Since the code might have conditional branches, Perl cannot
predetermine a definite order at compile time; therefore, when you
follow the execution, the numbers will not necessarily be in
sequence.
Of course, internally Perl uses opcode pointers in memory, not
numbers. Numbers are used in the debug printout only for our
convenience.
Another interesting fact that we learn from this output is that Perl
optimizes everything it can at compile time. For example, when you
need to know how many seconds are in 12 hours, you could calculate it
manually and use the resulting number. But, as we see from:
SV = IV(43200)
Perl has already done the calculation at compile time, so no runtime
overhead occurs if you say 12*60*60 and not
43200. The former is also more self-explanatory,
while the latter may require an explicit comment to tell us what it
is.
Now let's bundle a few other options together and
see a subroutine argument stack snapshot via s,
context stack processing via l, and trace
execution via t all at once:
panic% perl -Dtls -le 'print 12*60*60'
=>
(-e:1) const(IV(12))
=> IV(12)
(-e:1) const(IV(60))
=> IV(12) IV(60)
(-e:1) multiply
=>
(-e:1) const(IV(720))
=> IV(720)
(-e:1) const(IV(60))
=> IV(720) IV(60)
(-e:1) multiply
(-e:1) ENTER scope 2 at op.c:6501
(-e:1) LEAVE scope 2 at op.c:6811
(-e:0) LEAVE scope 1 at perl.c:1319
(-e:0) ENTER scope 1 at perl.c:1327
(-e:0) Setting up jumplevel 0xbffff8cc, was 0x40129f40
You can see how Perl pushes constants 12 and 60 onto an argument
stack, executes multiply( ), gets a result of 720,
pushes it back onto the stack, pushes 60 again, and executes another
multiplication. The tracing and argument stack options show us this
information. All this happens at compile time.
In addition, we see a number of scope entering and leaving messages,
which come from the context stack status report. These options might
be helpful when you want to see Perl entering and leaving block
scopes (loops, subroutines, files, etc.). As you can see, bundling a
few options together gives very useful reports.
Since we have been using command-line execution rather than code
placed in the file, Perl uses -e as the
code's filename. Line 0 doesn't
exist; it's used for special purposes.
Having finished the compilation, now we proceed to the execution part:
EXECUTING...
=>
(-e:0) enter
(-e:0) ENTER scope 2 at pp_hot.c:1535
Entering block 0, type BLOCK
=>
(-e:0) nextstate
=>
(-e:1) pushmark => * (-e:1) const(IV(43200)) => * IV(43200) (-e:1) print43200 => SV_YES
(-e:1) leave
Leaving block 0, type BLOCK
(-e:0) LEAVE scope 2 at pp_hot.c:1657
(-e:0) LEAVE scope 1 at perl.c:395
Here you can see what Perl does on each line of your source code. So
basically the gist of this code (bolded in the example) is pushing
the constant integer scalar (const(IV)) onto the
execution stack, and then calling print( ). The
SV_YESsymbol indicates that print(
) returns a scalar value. The rest of the output consists
of controlling messages, where Perl changes scopes.
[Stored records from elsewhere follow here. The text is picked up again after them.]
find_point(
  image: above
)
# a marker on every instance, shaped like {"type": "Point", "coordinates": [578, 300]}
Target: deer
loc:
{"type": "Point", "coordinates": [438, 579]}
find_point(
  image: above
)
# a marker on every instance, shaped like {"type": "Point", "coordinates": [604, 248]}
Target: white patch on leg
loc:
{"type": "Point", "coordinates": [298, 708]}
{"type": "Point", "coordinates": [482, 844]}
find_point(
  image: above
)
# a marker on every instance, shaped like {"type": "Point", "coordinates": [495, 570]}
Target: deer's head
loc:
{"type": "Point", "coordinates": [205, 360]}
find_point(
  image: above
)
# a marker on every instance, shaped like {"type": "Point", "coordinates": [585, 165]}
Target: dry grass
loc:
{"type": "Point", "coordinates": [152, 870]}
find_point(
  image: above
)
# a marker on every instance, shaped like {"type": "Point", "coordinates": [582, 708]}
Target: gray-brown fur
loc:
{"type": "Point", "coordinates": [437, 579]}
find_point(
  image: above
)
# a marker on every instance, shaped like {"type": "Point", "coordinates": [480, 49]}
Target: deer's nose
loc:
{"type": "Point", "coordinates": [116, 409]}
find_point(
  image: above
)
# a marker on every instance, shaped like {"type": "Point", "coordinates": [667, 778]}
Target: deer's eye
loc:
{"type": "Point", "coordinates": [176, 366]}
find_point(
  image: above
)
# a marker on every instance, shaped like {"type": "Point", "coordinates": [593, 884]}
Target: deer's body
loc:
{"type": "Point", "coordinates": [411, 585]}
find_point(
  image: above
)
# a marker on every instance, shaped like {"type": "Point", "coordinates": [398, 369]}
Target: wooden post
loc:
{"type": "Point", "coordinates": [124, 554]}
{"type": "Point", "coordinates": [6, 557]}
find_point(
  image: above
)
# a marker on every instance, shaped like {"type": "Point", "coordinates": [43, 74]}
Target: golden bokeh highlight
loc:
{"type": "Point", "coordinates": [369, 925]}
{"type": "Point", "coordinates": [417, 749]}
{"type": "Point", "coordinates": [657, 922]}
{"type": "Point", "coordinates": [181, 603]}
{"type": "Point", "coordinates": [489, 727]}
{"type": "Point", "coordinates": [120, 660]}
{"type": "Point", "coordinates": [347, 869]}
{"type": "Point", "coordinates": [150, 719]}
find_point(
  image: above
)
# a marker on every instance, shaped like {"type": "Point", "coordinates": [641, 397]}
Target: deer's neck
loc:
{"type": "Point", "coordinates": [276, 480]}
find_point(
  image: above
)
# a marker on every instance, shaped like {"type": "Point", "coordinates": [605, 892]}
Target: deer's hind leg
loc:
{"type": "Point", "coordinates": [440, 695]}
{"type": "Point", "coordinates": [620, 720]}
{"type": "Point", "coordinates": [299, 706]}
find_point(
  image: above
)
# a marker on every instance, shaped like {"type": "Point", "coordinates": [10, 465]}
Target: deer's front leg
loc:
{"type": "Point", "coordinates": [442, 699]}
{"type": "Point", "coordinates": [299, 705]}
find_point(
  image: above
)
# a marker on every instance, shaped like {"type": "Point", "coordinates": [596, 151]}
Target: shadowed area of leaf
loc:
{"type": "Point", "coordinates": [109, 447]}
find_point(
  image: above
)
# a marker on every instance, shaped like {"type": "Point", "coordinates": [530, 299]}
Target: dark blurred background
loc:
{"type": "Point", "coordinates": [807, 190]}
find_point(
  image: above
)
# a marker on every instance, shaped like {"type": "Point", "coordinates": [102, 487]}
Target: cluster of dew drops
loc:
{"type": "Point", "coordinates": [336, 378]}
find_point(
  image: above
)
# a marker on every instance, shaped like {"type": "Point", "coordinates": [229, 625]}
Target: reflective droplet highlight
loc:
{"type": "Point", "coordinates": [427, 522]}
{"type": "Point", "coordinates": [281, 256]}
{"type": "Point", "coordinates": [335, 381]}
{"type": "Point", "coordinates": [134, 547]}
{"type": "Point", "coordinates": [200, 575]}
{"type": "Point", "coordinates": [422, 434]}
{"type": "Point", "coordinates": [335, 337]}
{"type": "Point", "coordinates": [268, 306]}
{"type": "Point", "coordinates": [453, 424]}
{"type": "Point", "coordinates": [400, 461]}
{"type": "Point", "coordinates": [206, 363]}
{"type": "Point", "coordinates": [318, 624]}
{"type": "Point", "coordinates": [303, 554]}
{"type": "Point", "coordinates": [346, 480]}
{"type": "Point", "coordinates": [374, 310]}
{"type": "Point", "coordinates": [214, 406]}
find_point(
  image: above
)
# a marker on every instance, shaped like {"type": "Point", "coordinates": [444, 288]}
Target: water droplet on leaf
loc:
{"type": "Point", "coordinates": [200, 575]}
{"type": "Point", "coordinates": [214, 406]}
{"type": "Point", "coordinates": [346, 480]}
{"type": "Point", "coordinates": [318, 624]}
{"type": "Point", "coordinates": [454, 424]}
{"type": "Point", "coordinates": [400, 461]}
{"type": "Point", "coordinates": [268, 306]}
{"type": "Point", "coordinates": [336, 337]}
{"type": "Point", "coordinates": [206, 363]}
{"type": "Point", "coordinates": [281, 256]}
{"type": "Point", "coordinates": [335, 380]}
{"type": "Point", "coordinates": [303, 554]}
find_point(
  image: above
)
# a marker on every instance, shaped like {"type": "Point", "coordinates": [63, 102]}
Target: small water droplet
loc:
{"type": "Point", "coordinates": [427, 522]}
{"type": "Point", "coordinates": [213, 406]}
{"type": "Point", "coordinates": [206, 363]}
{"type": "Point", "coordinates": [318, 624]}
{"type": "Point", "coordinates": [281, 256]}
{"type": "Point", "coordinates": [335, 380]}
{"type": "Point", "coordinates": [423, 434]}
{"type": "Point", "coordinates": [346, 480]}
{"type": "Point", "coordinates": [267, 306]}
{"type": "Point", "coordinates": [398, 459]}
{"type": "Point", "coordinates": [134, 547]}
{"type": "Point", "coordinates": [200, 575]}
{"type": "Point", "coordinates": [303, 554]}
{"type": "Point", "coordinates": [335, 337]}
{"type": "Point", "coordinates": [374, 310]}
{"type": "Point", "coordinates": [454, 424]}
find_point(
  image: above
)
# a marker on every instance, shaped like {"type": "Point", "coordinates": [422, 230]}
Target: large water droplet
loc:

Of course, as the code gets more complicated, the traces will get
longer and trickier to understand. But sometimes these traces can be
as indispensable as interactive debugging.
You can use the -D[letter|number] techniques
from within mod_perl as well by setting the
PERL5OPT environment variable. For example, using
the bashshell to see the compilation and
execution traces, you can start the server in this way:
panic% PERL5OPT=-Dt ./httpd_perl -X
You will see a lot of output while the server starts. Once it
finishes the tracing, open the error_log file
and issue a request to your code. The tracing output will show up in
this file.
21.8.3. Devel::Peek and Apache::Peek
Devel::Peek is
a very useful module for looking at the
Perl internals. It's especially useful for debugging
XS code. With Devel::Peek we can look at Perl
variables' data structures. This code:
use Devel::Peek;
my $x = 'mod_perl rules';
Dump $x;
prints:
SV = PV(0x804c674) at 0x80571fc
REFCNT = 1
FLAGS = (PADBUSY,PADMY,POK,pPOK)
PV = 0x805ce78 "mod_perl rules"\0
CUR = 14
LEN = 15
We can see that this variable is a scalar, whose reference count is 1
(there are no other variables pointing to it). Its value is the
string "mod_perl rules", terminated
by \0 (one more character is used for the
string-terminating \0 character, which is handled
behind the scenes, transparently to the user), whose length is 15
characters including the terminating \0 character.
The data structure starts at 0x80571fc, and its
string value is stored starting from the address
0x805ce78.
If you want to look at more complicated structures, such as a hash or
an array, you should create references to them and pass the
references to the Dump( ) function.
The Apache::Peek module is built for use with
mod_perl's Devel::Peek, so you
can use it to peek at mod_perl's code internals.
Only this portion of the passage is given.